This tutorial was developed for the course Introduction to Digital & Computational Methods in the Humanities (HPS), created and taught by Julia Damerow and Erick Peirson.
Many bibliographic datasets include institutional affiliations for authors. Using geocoding services, such as the Google Geocoding API, we can convert institution names and addresses into geographic coordinates that can be plotted on a map. Tethne provides geocoding services in the services.geocode module.
In this tutorial, we will use the Google Geocoding service to obtain geographic coordinates for authors in a coauthorship network (see Coauthorship Networks) and its derivative, the institutions network (see networks.authors.institutions()). We will then plot those geo-coded networks in Gephi using the Geo Layout plugin, and overlay them on a 3D map of the globe in Google Earth.
The examples in this tutorial were generated using records for the journal Ecology from 2001-2013. See Getting Bibliographic Data.
The Python package geopy must be installed and in your Python path. You should be able to install it using:
$ pip install geopy
Not all bibliographic data is amenable to geocoding. When parsing data from the Web of Science, Tethne looks for author institutional affiliations in the C1 field. For example:
C1 [Keung, Jacky] Hong Kong Polytech Univ, Dept Comp, Kowloon, Hong Kong, Peoples R China.
[Kocaguneli, Ekrem; Menzies, Tim] W Virginia Univ, Lane Dept Comp Sci & Elect Engn, Morgantown, WV 26505 USA.
Visually inspect your Web of Science data before proceeding. If most of your data lack the C1 field, then attempting to geocode a coauthorship network based on these data won’t be particularly fruitful. Try downloading a dataset that contains more recently-published records.
Since the Web of Science does not use controlled sub-fields for institution addresses, Tethne pays attention only to the first and last parts of each affiliation field. From Tethne’s perspective, then, the mapping between authors and institutions shown above becomes:
Author | Institution |
---|---|
KEUNG J | HONG KONG POLYTECH UNIV, PEOPLES R CHINA |
KOCAGUNELI E | W VIRGINIA UNIV, WV 26505 USA |
MENZIES T | W VIRGINIA UNIV, WV 26505 USA |
When attempting to retrieve geographic information for these institutions, Tethne first attempts to retrieve a location for the institution itself, e.g. by passing HONG KONG POLYTECH UNIV, PEOPLES R CHINA to the geocoding service. If this does not yield a result, Tethne tries passing the last field only, e.g. PEOPLES R CHINA. Note that for most U.S. addresses, the state and zip code are included in the last field, e.g. WV 26505 USA. The method that successfully yielded a geographic result determines the precision field, discussed below.
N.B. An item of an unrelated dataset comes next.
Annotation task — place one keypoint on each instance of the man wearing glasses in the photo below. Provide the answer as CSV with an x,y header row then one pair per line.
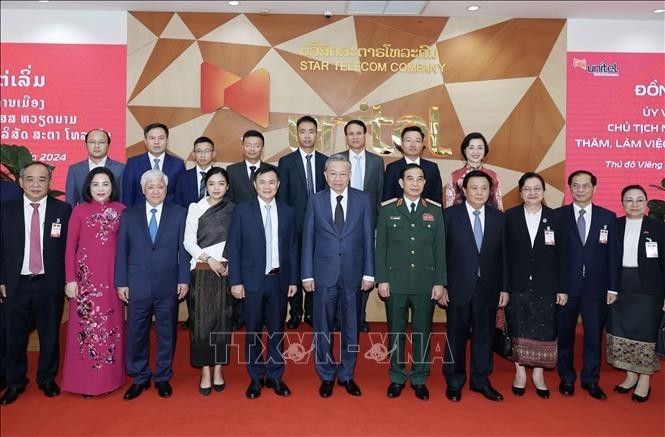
x,y
97,143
The networks.authors.coauthors() method accepts a boolean keyword argument called geocode. If geocode is True, Tethne will attempt to generate geographic coordinates for each node in the coauthorship network based on each authors’ institutional affiliation.
Follow the instructions in Coauthorship Networks to generate a coauthorship network. For the purpose of this tutorial, we will not generate a sliced/dynamic network. Command-line and Python users can skip the slice step; TethneGUI users should use the Ignore DataCollection slicing option. Also:
- Skip the slice step.
- At the graph step, include the --merged and --geocode flags. For example:
$ python ~/Downloads/tethne-python/tethne -I fundata01 -O ~/results --graph \
> -N author -T coauthors --edge-attr=ayjid,date,jtitle --geocode --merged
- Skip the Slice step.
- At the Graph step, check the Geocode option.
Include the keyword argument geocode=True when calling networks.authors.coauthors(). For example:
>>> import tethne.networks as nt
>>> coauthors = nt.authors.coauthors(papers, threshold=2, geocode=True)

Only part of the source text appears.